There will be no launch Tuesday of a saucer-shaped test vehicle from the Pacific Missile Range Facility on Kauai, NASA announced.
Weather conditions aren’t expected to be ideal, leading to the postponement of the first opportunity launch of the Low Density Supersonic Decelerator.
Other potential launch dates include Thursday, Saturday, Monday and June 11 and 14, according to the space agency.
The LDSD will gather data about landing heavy payloads on Mars and other planetary surfaces.

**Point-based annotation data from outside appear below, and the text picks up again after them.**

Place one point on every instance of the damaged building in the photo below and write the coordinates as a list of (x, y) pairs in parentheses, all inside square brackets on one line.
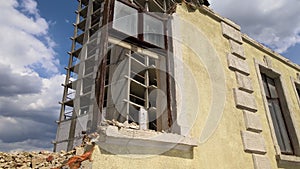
[(171, 84)]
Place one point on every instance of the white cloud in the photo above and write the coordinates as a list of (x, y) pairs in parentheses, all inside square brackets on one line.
[(30, 6), (271, 22), (28, 102)]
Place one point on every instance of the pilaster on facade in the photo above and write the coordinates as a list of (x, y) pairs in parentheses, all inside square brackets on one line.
[(252, 138)]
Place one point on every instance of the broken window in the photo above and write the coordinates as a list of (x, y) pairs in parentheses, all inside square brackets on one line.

"We use a helium balloon that, when fully inflated, would fit snugly into Pasadena’s Rose Bowl, to lift our vehicle to 120,000 feet," said Mark Adler, project manager for the LDSD at NASA’s Jet Propulsion Laboratory in Pasadena, Calif. "From there we drop it for about 1 1⁄2 seconds. After that it’s all about going higher and faster, and then it’s about putting on the brakes."
A fraction of a second after dropping from the balloon, and a few feet below it, four small rocket motors will fire to spin up and gyroscopically stabilize the saucer. A half-second later a solid-fueled rocket engine will kick in with 17,500 pounds of thrust, sending the test vehicle to the edge of the stratosphere.

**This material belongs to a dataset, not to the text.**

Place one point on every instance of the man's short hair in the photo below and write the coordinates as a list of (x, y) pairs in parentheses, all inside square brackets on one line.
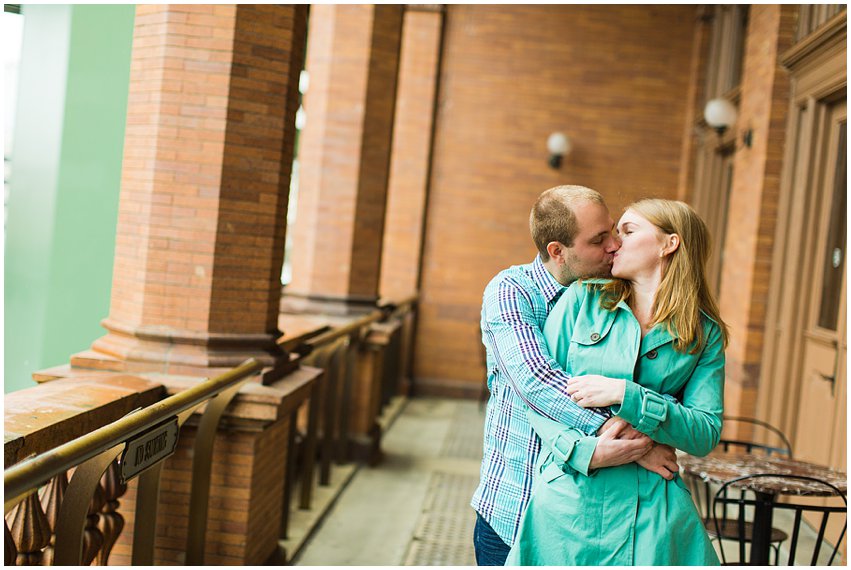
[(552, 217)]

"Our goal is to get to an altitude and velocity which simulates the kind of environment one of our vehicles would encounter when it would fly in the Martian atmosphere," said Ian Clark, principal investigator of the LDSD project. "We top out at about 180,000 feet and Mach 4. Then, as we slow down to Mach 3.8, we deploy the first of two new atmospheric braking systems."
An inflatable "doughnut" that increases the vehicle’s size and, as a result, its drag will be deployed at about Mach 3.8. It is designed to quickly slow the vehicle to Mach 2.5 where the parachute, the largest supersonic parachute ever flown, will be unfurled. About 45 minutes later the saucer is expected to make a controlled landing into the Pacific.